Pienso que tendríamos que recurrir siempre al “derecho” que Dios nos ha dado de oponernos enérgicamente a todo pensamiento que nos quiera convencer de que el mal, cualquiera sea su forma, está en control de nuestra vida o es más poderoso que Dios. 

Podemos incluso extender esta enérgica protesta para contribuir a solucionar los males que en tanta diversidad de formas aquejan a la humanidad. La tecnología moderna ha puesto “al resto del mundo” en la esquina de nuestra casa.
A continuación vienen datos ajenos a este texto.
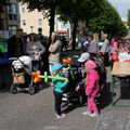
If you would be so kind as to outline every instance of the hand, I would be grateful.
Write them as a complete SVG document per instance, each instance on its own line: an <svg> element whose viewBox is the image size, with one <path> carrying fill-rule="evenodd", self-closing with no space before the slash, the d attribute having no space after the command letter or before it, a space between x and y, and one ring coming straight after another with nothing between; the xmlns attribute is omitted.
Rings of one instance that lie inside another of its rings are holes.
<svg viewBox="0 0 130 130"><path fill-rule="evenodd" d="M78 91L80 89L80 86L76 87L76 91Z"/></svg>
<svg viewBox="0 0 130 130"><path fill-rule="evenodd" d="M38 54L38 52L37 52L37 51L35 51L35 54Z"/></svg>
<svg viewBox="0 0 130 130"><path fill-rule="evenodd" d="M68 83L68 81L69 81L68 79L65 80L66 83Z"/></svg>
Las personas que sufren agresión e injusticia, tornados e inundaciones, pobreza y enfermedad, son nuestros vecinos. Y nosotros podemos hacer algo para ayudarlos. Podemos orar y cambiar esos cuadros de destrucción, pobreza e injusticia social en nuestra propia consciencia.

Quizás pienses: “¿Pero qué pueden hacer mi oración y mi pensamiento ante problemas de tal magnitud?” Y la respuesta es: “Mucho”. Imagínate si todos oráramos reconociendo la presencia y el poder infinitos de Dios; si tuviéramos la certeza absoluta de que el Principio divino está gobernando nuestra vida y la de todos los demás con armonía, justicia y paz. Cambiaríamos el mundo.